What would it be like to sit outside the restrictions of a linear time-line? What if we could make decisions with a full knowledge of the consequences? If you knew your child would experience great suffering, would you still bring it into the world? Arrival explores these big themes of time, transcendence and suffering through the eyes of the linguist Louise Banks (Amy Adams) as she makes first contact with an alien race.
The opening 5 minutes of Arrival are beautifully slow. No explosions or alien battle scenes, just a well-crafted montage of emotions taking you through Louise’s grief at losing her child. This refreshingly contemplative pace immediately sets a precedent for the rest of the film. As a linguist it is up to Louise to decipher the language of the alien visitors. This arduous process is, in a way, a metaphor for the difficulties Louise encounters when trying to express her grief.
But as the film develops, it becomes clear that this alien race offers more than just contact.
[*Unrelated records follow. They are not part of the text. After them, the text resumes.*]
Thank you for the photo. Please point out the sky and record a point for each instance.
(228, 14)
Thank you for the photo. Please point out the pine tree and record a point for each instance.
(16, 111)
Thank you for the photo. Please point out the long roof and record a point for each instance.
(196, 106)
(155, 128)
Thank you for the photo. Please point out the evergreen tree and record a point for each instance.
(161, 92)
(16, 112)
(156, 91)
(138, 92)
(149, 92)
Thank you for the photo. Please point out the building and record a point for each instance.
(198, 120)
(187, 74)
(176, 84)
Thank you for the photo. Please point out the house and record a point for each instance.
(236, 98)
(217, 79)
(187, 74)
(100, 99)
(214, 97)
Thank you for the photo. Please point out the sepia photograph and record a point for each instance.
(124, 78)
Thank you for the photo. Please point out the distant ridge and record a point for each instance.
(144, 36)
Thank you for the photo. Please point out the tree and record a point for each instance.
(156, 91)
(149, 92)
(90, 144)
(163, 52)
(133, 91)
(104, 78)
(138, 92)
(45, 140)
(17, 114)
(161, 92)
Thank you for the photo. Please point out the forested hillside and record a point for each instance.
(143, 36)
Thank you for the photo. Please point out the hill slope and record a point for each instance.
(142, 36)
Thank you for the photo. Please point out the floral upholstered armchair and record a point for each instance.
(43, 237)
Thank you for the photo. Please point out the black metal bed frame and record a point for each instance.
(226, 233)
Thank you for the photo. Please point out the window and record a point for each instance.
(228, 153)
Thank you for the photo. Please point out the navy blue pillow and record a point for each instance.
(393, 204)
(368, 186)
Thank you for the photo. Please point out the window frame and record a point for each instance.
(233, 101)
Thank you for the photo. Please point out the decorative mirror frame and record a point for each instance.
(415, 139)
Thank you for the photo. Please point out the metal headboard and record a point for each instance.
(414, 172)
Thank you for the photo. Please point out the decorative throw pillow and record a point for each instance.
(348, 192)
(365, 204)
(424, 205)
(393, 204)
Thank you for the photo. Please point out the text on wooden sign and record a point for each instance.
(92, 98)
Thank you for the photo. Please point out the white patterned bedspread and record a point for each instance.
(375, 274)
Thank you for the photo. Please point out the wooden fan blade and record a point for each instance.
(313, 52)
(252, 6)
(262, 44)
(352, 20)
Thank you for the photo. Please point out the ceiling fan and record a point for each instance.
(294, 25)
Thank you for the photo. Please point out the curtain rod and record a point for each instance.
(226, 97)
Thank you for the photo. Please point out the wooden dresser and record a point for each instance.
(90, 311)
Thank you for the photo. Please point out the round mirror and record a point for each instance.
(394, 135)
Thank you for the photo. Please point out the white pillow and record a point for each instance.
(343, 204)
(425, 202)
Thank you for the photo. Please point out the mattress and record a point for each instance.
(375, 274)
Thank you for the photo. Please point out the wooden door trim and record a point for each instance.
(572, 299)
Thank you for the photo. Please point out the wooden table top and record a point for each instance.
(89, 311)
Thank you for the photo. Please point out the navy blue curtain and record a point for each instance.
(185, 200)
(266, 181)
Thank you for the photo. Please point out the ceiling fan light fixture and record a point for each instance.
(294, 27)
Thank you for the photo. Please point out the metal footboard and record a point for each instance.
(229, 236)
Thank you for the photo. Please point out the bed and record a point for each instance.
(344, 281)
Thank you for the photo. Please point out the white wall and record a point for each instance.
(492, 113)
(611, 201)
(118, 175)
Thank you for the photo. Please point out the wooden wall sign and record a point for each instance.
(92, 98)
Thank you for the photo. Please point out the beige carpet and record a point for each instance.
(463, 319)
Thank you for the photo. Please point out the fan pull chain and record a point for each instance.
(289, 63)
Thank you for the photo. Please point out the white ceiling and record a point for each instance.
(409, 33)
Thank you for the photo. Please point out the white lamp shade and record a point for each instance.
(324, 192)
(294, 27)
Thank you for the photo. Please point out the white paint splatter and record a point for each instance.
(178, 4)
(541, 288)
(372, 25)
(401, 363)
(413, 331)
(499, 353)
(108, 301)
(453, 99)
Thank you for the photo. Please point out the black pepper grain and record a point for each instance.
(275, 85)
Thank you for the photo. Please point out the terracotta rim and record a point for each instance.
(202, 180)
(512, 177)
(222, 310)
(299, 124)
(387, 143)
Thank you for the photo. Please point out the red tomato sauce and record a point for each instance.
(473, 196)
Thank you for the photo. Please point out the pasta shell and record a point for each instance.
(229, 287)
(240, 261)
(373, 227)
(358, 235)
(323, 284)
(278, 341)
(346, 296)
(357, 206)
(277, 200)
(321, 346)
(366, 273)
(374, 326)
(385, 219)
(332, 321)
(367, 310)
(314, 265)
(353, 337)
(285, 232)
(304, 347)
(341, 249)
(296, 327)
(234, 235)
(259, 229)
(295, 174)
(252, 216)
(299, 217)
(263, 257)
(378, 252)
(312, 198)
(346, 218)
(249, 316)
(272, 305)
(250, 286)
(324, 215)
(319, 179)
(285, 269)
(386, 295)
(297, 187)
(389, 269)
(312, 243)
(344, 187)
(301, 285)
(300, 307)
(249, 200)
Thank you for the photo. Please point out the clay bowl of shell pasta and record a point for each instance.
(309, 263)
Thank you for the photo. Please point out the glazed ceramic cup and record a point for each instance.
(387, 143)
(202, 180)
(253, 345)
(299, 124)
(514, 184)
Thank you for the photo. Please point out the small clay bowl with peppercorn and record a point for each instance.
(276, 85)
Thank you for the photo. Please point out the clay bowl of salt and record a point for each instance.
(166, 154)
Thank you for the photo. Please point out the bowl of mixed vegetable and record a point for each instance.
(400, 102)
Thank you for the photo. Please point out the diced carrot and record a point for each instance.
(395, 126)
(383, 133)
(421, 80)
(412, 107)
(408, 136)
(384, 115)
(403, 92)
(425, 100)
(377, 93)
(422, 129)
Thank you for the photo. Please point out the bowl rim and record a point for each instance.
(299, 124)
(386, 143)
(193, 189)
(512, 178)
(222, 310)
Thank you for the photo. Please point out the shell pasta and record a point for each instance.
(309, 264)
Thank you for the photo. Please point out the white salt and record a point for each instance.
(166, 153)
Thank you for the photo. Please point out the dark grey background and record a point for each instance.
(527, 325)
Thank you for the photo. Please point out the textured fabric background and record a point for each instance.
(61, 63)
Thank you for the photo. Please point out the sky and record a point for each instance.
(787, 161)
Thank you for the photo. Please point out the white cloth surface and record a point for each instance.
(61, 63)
Louise is thrown into a world where time is no longer a linear affair, but a complex web of moments and narratives, each defined by key decisions in Louise’s life. Whilst Louise has a chance to save the human race, she also has the opportunity to change aspects of her personal life. Reminiscent of Chris Nolan films, Arrival uses Louise’s story to force the viewer into releasing their preconceived perceptions about time. By 90 minutes in, I’d been stripped of my hope for a simple timeline, and had to start seeing time as Louise did, a set of loops where concepts of past and future had lost their meaning.
Using this time tool, Louise’s story then explores a fascinating line of enquiry: would you bring a child into the world if you knew it would suffer and die? Ironically this reality is not so far from our own. Medical technology allows us to make decisions pre-birth about our children’s lives, based upon illnesses that they may have. Sally Phillips recently spoke out on this topic in her BBC documentary ‘A World Without Down’s Syndrome?’ Apparently ‘Ninety per cent of people in the UK who know their child will be born with Down's syndrome have an abortion’. Arrival responds to this startling figure by asking the viewer if life is worthwhile even if it is painful.
But perhaps this dilemma between life and suffering highlights a decision that every prospective parent must face? We have both the foresight to see that life is inevitably painful, and the power to choose life or not for our child. The philosopher Vince Vitale points out that, as parents, we knowingly bring children into a world in which they will experience suffering, and that we believe this to be a morally good decision. Vince goes on to argue that this is the same decision a Creator God would have to make when giving life to each of us. By changing how we see time, Arrival gives us a glimpse of God’s perspective and causes us to consider whether we believe that, on balance, creating life is good even in the expectation of suffering. Perhaps by exploring that question through the new film Arrival, we might find some answers to the age old problem of pain?